Based in California, Zoom Video Communications (ZM) provides a video-and-voice teleconferencing platform. I am bullish on the stock.
Remember how hot the stay-at-home stock trade was in 2020? That seems like such a long time ago now, as investors have generally dumped stay-at-home stocks over the past year.
Perhaps this was an over-corrective move as COVID-19 is still around, and remote/hybrid working models are likely to endure. Hence, Zoom stock looks attractive for a buy on extreme pessimism.
Indeed, a recent development suggests that pessimism might already be switching to optimism. There’s fresh data to show that Zoom’s growth story is far from over.
Besides, an important acquisition could help expand Zoom’s business model so that the company can provide greater long-term value to the shareholders. With all of that in mind, let’s log on and see what Zoom has been up to lately.
Redefining the Category
To put it mildly, Zoom stockholders have some catching up to do since the share price is still far below its 2020 peak. Getting back into the $500s won’t be an easy task, so shareholders should be patient and target milestones like $200 and $350 first.

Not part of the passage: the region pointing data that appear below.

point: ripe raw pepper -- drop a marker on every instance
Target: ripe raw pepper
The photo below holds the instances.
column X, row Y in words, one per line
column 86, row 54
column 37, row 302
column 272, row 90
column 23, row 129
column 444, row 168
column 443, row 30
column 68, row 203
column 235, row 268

While Zoom stock is definitely down long term, a notable event occurred on May 23 after the stock market closed. Zoom stock shot up 14% in after-hours trading to more than $100, and the stock is still over $100 today. We’ll explore the catalyst in a moment.
First, though, it’s crucial to understand how Zoom is evolving as a business. Frequently, Zoom is used by people and businesses for its basic teleconferencing functions. This is Zoom’s bread and butter, but it’s not a bad idea for the company to branch out and try to capture different addressable markets.
Not long ago, Zoom demonstrated its willingness to expand the company’s business model when it announced the acquisition of Solvvy, which is a conversational artificial intelligence (AI) and automation platform for customer support. With Solvvy, Zoom intends to offer “elevated customer service experiences” while capitalizing on opportunities in the contact center and customer support niche segments.
Apparently, Zoom has added Solvvy’s technology to the recently-launched Zoom Contact Center. This should enhance Zoom Contact Center with scalable self-service and conversational AI, thereby improving the overall experience for customers.
Solvvy co-founder and CEO Mahesh Ram evidently sees this acquisition as having profound implications. “Zoom is poised to redefine the contact center category with its unique combination of unified communication and customer experience,” Ram declared. Indeed, through the power of AI, Zoom and Solvvy could have a transformative impact on modern customer service as we know it.
Future Growth and Expansion
While the Solvvy acquisition is critical, it’s not the only thing that Zoom has done to expand its offerings. As Zoom founder and CEO Eric S. Yuan pointed out, the company “launched Zoom Contact Center, Zoom Whiteboard, and Zoom IQ for Sales” during 2023’s first fiscal quarter, thereby “demonstrating our continued focus on enhancing the customer experience and promoting hybrid work.”
Why did Zoom introduce so many new features/services? Yuan explained, “We believe these innovative solutions will further expand our market opportunity for future growth and expansion with customers.” That’s a fair point, but has this growth strategy translated to better bottom-line results?
For fully-informed investors, the answers should lie within the hard data. As it turns out, Zoom generated total revenue of $1.07 billion during Q1 of Fiscal 2023, up 12% year-over-year. Evidently, this result is in line with what Wall Street’s analysts were expecting.
So far, so good. Yet, Zoom’s first-quarter data release coincided with a strong rally. Surely, an in-line revenue result shouldn’t get the trading community so excited, right?
Maybe not, but there are other results to report. Specifically, Zoom announced first-quarter Fiscal 2023 adjusted EPS of $1.03, beating the analysts’ expectation of $0.87 per share. Also importantly, Zoom reported 2,916 customers contributing more than $100,000 in trailing-twelve-months revenue. This figure represents roughly 46% upside on a year-over-year basis.
In light of these stats, it makes perfect sense that Zoom stock traders are feeling relieved at the moment. There’s really no gloom and doom to report here. Zoom is still profitable and is evidently on the right financial track.
For the current fiscal quarter, Zoom expects to report non-GAAP diluted EPS between 90 cents and 92 cents. In other words, the company seems fairly optimistic about its earnings prospects for the near future.

Wall Street’s Take
Turning to Wall Street, ZM is a Moderate Buy consensus rating, based on 10 Buys and 16 Hold ratings. The average Zoom price target of $138.91 implies 27.5% upside potential.

The Takeaway
It’s not an exaggeration to say that Zoom’s Q1 Fiscal 2023 results were make-or-break for the company. Thankfully, the company isn’t broken and is actually making financial progress.
Therefore, the bearish sentiment surrounding Zoom might finally come to an end. Whether the stay-at-home trade makes a resurgence or not, at least we can say with confidence that Zoom is here to stay.